We need to change the system to eliminate the profit motive. Too bad if you're in it for thre money; go be a banker or such. We need to pay doctors for keeping people healthy and make that determination as real health & wellnes factors not the elimination of symptoms.
10:00 AM on 02/27/2012
Besides what happens if you look in a data base and find out a person does not have health insurance. Actually my doctor gets his nurse to check if my insurance covers this or that test before he does it.

Paris and Germany have excellent systems also In Paris if you have cancer you do not work but the whole body is treated. Stress is an enemy of cancer.In this country you have to worry about working and keeping your job plus hope your health care will cover all your treatments as they are far more costly here.

ER 's give the best care cause they do the test and find your problem right away. Your doctor who treats you often treats your symptoms withouts test and according to your own medical history and drugs.

That database will most likely assure you who is or is not covered by insurance. Besides its dangerous also if you look up and see a patient has asthma and treat the patient for that and instead had fluid on the lungs and was drowning.
11:35 PM on 02/25/2012
Look to the VA, Sweden, Intersystems HealthShare for ways to share information. Look to Watson to automate info transfer from the encounter note into the Problem List, Medication List..... Look to Sweden for a multidisciplinary intervention list.

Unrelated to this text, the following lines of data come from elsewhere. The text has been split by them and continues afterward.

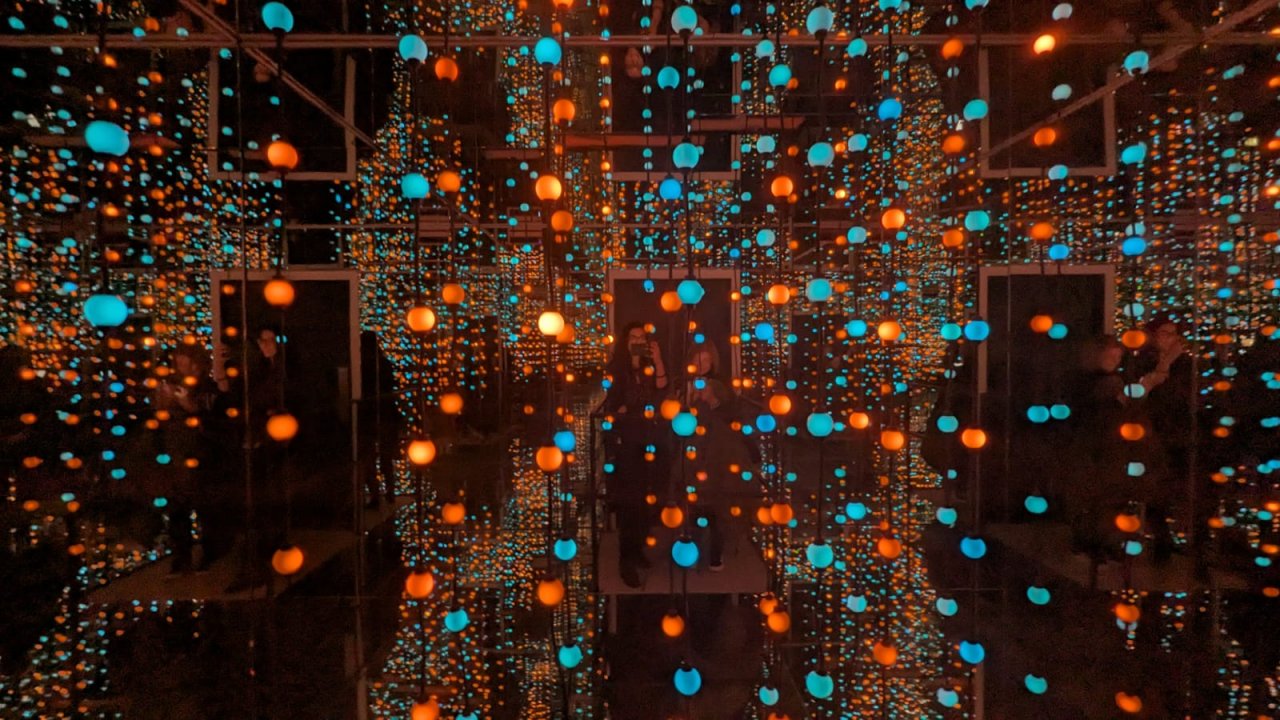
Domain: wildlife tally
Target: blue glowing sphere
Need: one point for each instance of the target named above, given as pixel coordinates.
(566, 550)
(818, 290)
(821, 154)
(106, 137)
(412, 48)
(973, 548)
(456, 620)
(819, 424)
(819, 19)
(565, 441)
(684, 552)
(684, 424)
(689, 680)
(819, 555)
(668, 78)
(780, 74)
(548, 51)
(277, 17)
(1134, 154)
(1036, 504)
(685, 155)
(1137, 63)
(570, 656)
(1133, 246)
(977, 331)
(415, 186)
(976, 110)
(819, 684)
(890, 109)
(684, 19)
(970, 652)
(104, 310)
(690, 291)
(977, 220)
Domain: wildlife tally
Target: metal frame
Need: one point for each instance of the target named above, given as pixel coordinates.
(300, 273)
(1109, 135)
(987, 272)
(671, 273)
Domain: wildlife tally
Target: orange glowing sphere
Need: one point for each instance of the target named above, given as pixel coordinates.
(1045, 44)
(563, 110)
(562, 220)
(672, 516)
(778, 621)
(888, 331)
(282, 427)
(671, 301)
(549, 458)
(282, 155)
(892, 440)
(278, 292)
(782, 186)
(973, 438)
(778, 294)
(952, 49)
(420, 319)
(888, 547)
(672, 624)
(1133, 432)
(451, 404)
(452, 294)
(287, 560)
(448, 181)
(885, 654)
(447, 69)
(551, 591)
(780, 404)
(453, 513)
(548, 188)
(419, 584)
(421, 452)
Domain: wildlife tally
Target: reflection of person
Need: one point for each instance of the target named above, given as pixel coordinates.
(187, 397)
(638, 378)
(379, 422)
(718, 449)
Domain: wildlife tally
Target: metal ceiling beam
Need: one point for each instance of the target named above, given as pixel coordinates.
(350, 41)
(1169, 55)
(231, 35)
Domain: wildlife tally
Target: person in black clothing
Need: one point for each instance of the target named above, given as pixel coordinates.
(379, 422)
(639, 378)
(186, 397)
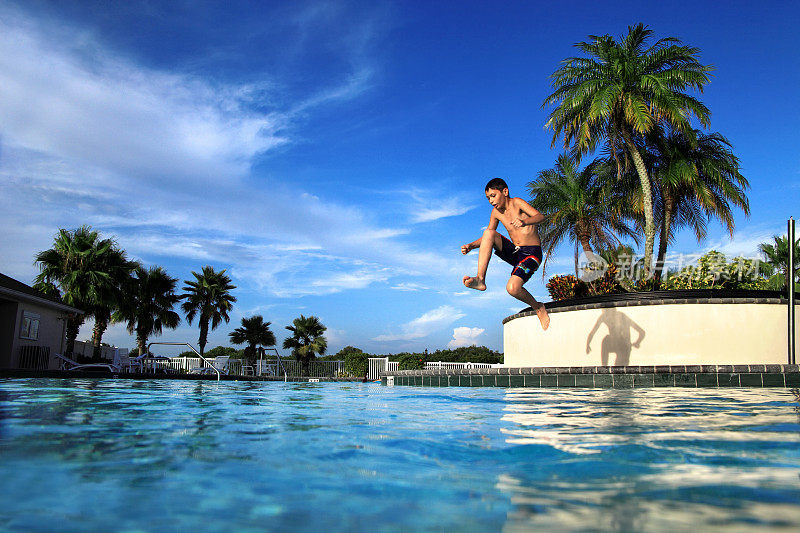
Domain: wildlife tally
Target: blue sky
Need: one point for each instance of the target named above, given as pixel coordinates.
(332, 155)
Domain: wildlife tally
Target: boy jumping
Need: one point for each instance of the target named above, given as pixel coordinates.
(524, 253)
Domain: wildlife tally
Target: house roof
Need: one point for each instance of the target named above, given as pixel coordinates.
(11, 287)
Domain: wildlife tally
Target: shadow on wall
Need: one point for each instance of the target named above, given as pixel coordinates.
(618, 340)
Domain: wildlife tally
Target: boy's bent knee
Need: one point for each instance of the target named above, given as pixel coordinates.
(514, 287)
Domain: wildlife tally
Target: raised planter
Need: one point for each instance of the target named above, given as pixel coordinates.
(699, 327)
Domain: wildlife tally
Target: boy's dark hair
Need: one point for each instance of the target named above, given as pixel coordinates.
(497, 184)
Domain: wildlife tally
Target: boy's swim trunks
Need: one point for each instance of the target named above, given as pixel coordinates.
(524, 259)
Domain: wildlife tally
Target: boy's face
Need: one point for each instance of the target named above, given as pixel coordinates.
(497, 198)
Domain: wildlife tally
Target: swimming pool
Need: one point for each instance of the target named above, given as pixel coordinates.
(126, 455)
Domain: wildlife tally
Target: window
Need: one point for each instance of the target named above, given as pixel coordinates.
(30, 326)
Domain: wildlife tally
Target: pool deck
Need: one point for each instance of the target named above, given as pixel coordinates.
(618, 377)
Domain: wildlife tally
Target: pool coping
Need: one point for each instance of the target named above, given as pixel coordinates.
(751, 375)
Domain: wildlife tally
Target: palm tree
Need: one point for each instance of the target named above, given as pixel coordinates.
(209, 298)
(580, 205)
(698, 179)
(621, 90)
(254, 332)
(307, 339)
(88, 271)
(776, 266)
(148, 304)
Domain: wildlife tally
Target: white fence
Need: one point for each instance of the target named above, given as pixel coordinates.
(264, 367)
(316, 369)
(382, 364)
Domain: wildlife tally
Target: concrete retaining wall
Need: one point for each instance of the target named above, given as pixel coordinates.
(687, 331)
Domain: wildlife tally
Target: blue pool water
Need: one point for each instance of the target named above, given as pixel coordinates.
(120, 455)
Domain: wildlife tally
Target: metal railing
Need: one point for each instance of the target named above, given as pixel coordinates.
(376, 365)
(191, 348)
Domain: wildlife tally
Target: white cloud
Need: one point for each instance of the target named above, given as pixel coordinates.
(424, 325)
(71, 99)
(409, 287)
(160, 161)
(465, 336)
(745, 243)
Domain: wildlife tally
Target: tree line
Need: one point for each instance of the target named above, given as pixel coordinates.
(94, 274)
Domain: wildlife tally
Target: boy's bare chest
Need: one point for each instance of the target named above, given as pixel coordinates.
(510, 215)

Facilitate a simple intervention that can enormously decrease the rate of heart attacks and strokes: switching ACE-I's / ARB's to bedtime dosing. For diuretics facilitate switching from HCTZ to Chlorthalidone. Thus chronotherapy and awareness of RCT results in the types of meds that are dosed and the timing of the dosage could save billions in health care dollars per year.

So:
1) data drive the encounter note into lists of information (eg, Problem List, Medication List, Allergy List, Observation List, Intervention List, Contemplated Intervention List...etc)
2) use a time oriented database coupled with a chronologically aware clinical practice guideline rule base system to generate clinical reminders
3) allow the clinician to do "form filled hypertext" where answering questions smartly posed leads to smart: documentation, medical classification, order entry & smart annotation (dated of course) of the smart problem list
4) "dump" these data into HealthShare and facilitate the sharing of these data between sites.
06:53 AM on 02/26/2012
Ideally Watson can literally listen to the conversation between the patient and physician, parse what is said immediately and efficiently generate valid lists, clinical reminders and "formed filled hypertext".
07:07 AM on 02/26/2012
"keeping patients well" means having a model of what "well" is as follows:

Disease is divided into onset, progression and recovery.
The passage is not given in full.